The aftermath of the blast which hit an area where demonstrators had set up camp
An explosion in Bangkok has killed at least one anti-government protester and wounded more than 20.
The pre-dawn blast rocked an area where demonstrators had set up camp in the city's Government House compound.
Protesters from the People's Alliance for Democracy (PAD) group have occupied the area since late August.
They are demanding the resignation of Prime Minister Somchai Wongsawat's government, saying it is too close to ousted former PM Thaksin Shinawatra.
The demonstrators said a grenade had exploded near the main stage of their protest site at about 0330 (2030 GMT Wednesday).
The protests have seen some of the worst street violence since pro-democracy activists challenged Thailand's army in 1992.
Abuse of power?
The PAD has proved a remarkably resilient movement, says the BBC's Jonathan Head in Bangkok, forcing the resignation of a prime minister and two cabinet ministers, and nearly provoking a military coup.
Anti-government rallies have been held in Bangkok for months
While the protesters have been targeted by small bomb attacks in recent weeks, the latest explosion could herald the start of more aggressive efforts to dislodge them, our correspondent adds.

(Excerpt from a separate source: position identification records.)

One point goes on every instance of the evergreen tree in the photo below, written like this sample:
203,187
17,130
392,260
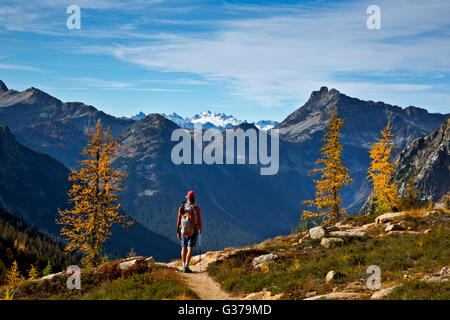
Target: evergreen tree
410,198
334,175
48,269
13,276
95,197
381,172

An alliance of conservative and staunchly royalist academics, activists and business people, the PAD accuses Mr Somchai and his recently-ousted predecessor, Samak Sundaravej, of simply being proxies for Thaksin.

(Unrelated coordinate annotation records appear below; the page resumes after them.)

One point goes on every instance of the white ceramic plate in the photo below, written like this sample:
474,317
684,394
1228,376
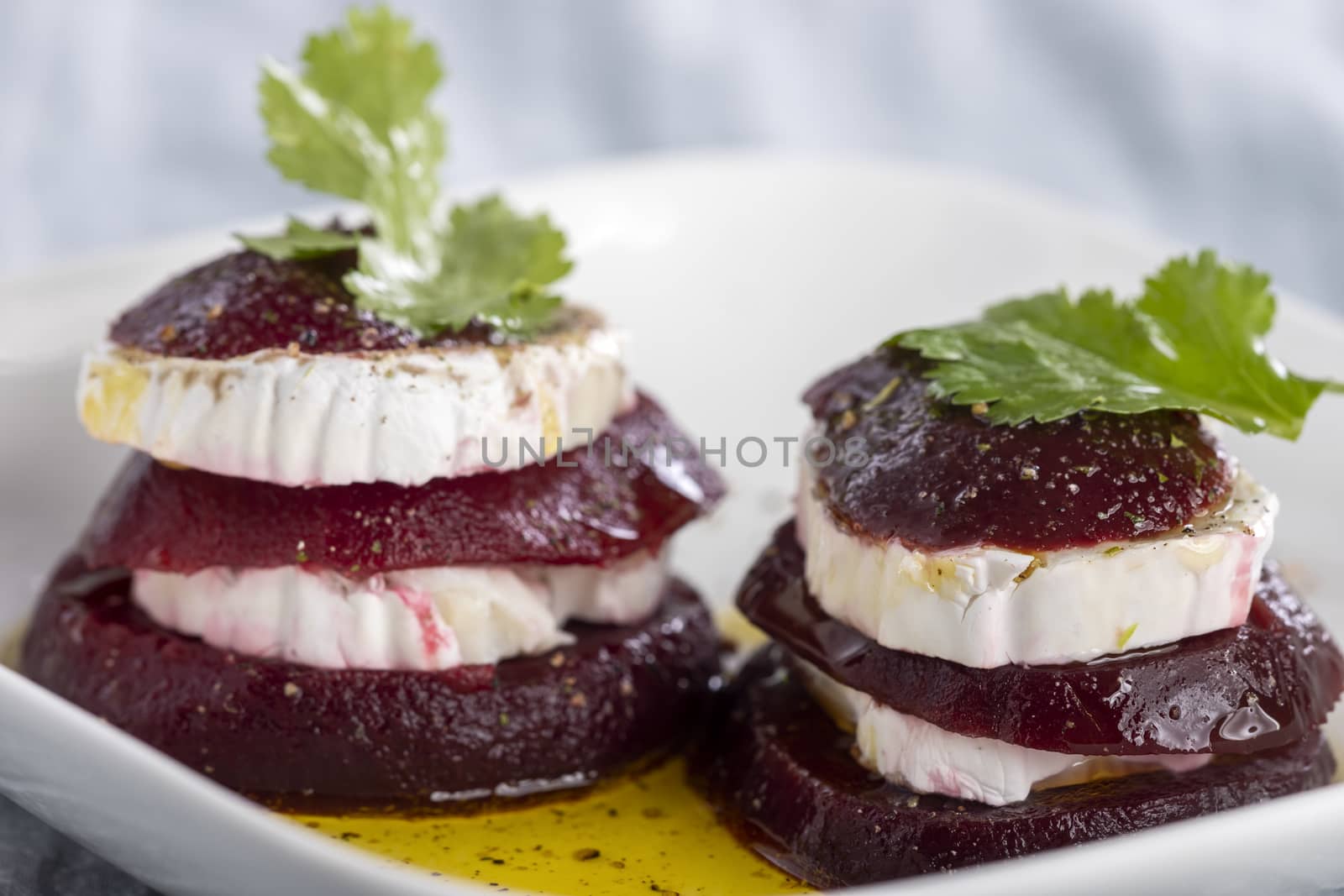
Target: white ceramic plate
741,277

The PAD wants to replace Thailand's one-man, one-vote system with one in which some representatives are chosen by professions and social groups rather than the general electorate.
Thaksin, Mr Somchai's brother-in-law, was forced from office in a military coup in 2006 and remains in exile overseas.
The new government says it wants to start negotiations with the PAD. But it is also pushing ahead with controversial plans to amend the constitution - a key grievance of the protesters who see it as part of a plan to rehabilitate Thaksin.
It accuses him of corruption and abuse of power while he was in office, and has suggested he and his allies have a hidden republican agenda - a serious charge at a time when the country is beset by anxiety over the future of the monarchy.
Thaksin was last month convicted in absentia of violating conflict of interest rules, and still faces several other charges.